Un aliado contra la vejez
Si hubiera conocido las propiedades antioxidantes del vino y del desecho de la uva, la malvada madrastra de Blancanieves hubiese tenido la respuesta que tanto esperaba del espejo mágico, ya que los compuestos polifenólicos del orujo amortiguan la oxidación natural de las células de nuestro cuerpo (incluso el de las brujas).
Con el orujo como materia prima, el equipo de investigadores del CONICET se vale de hongos para degradar el tanino de los desechos de uva y, así, liberar los polifenoles y producir de manera natural la enzima tanasa.

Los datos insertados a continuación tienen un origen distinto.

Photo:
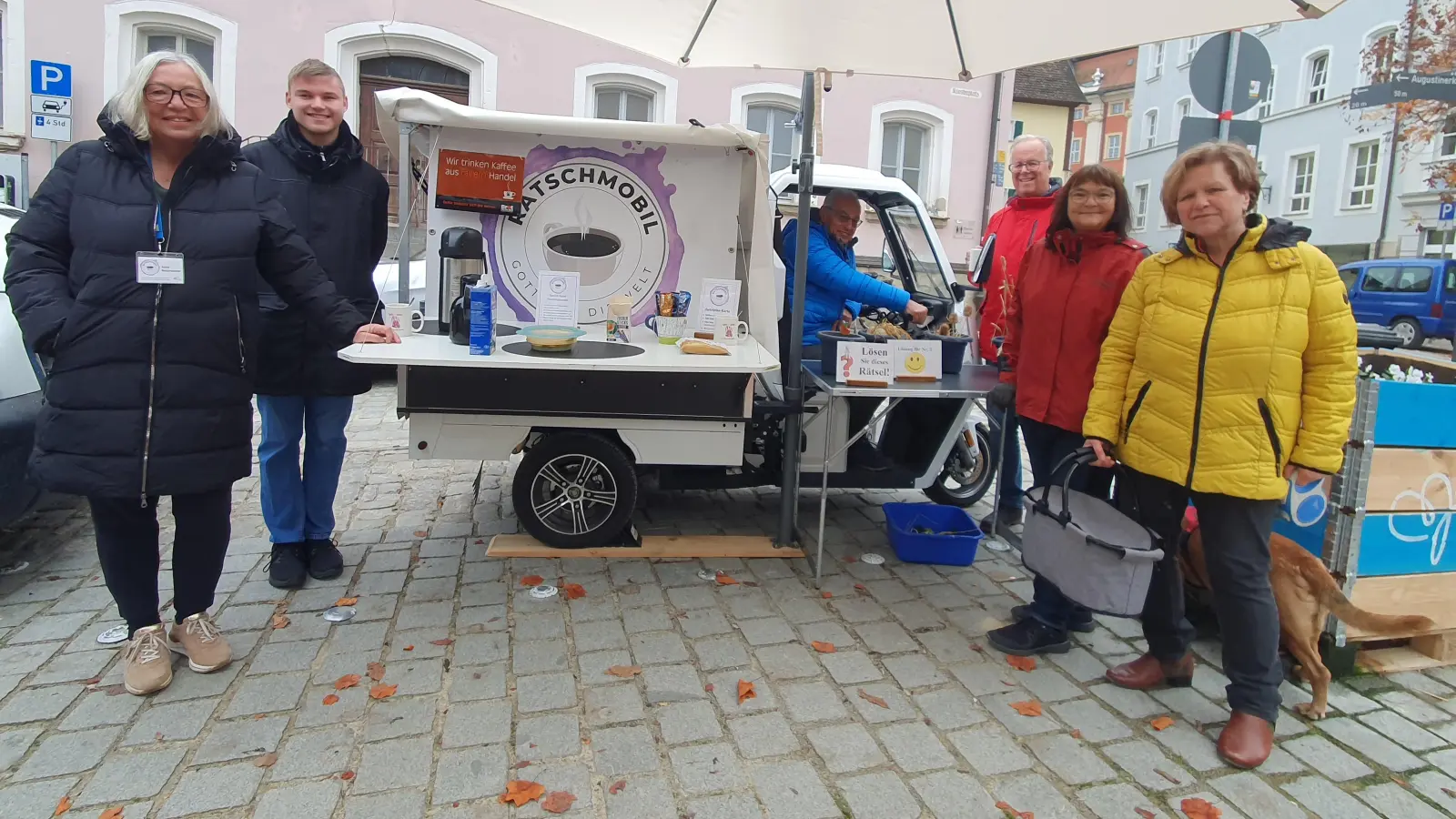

La investigadora explica que “el uso de la enzima tiene una doble función: incrementar la calidad de los productos al reducir los efectos indeseables de los taninos en alimentos y, además, liberar los polifenoles atrapados en la fibra del orujo, y procurar conservar su capacidad antioxidante”.
“Comenzar a producir esta enzima es una forma de disminuir costos de producción para diversas industrias, ya que su precio a nivel mundial es muy elevado y, hoy en día, es comercializada por muy pocas empresas”, destaca Romanini.
El orujo como insumo industrial
Disponer del orujo como materia prima no solo es una oportunidad para el sector farmacéutico y cosmético, también lo es para la industria alimentaria. Con miras a futuro, uno de los objetivos planteados en la investigación es el desarrollo de alimentos funcionales con alto contenido de antioxidantes.
Los alimentos funcionales son aquellos alimentos que se elaboran para cumplir una función específica en la salud del consumidor al agregársele componentes biológicamente activos, como minerales, vitaminas, ácidos grasos, fibra alimenticia o antioxidantes.
“Teníamos la idea de obtener extractos antioxidantes e incorporarlos en ciertos tipos de alimentos, como pre mezcla de panes y tortas, pero hay que evaluar cómo se conserva el poder antioxidante en la fabricación, procesamiento y cocción de alimentos”, concluye la doctora.
Es así que lo que hoy se considera un desecho es el puntapié inicial no sólo para sustituir importaciones de enzimas, sino para enriquecer diversos alimentos y colaborar con la lucha contra la entropía, largamente esgrimida por la malvada bruja frente al espejo.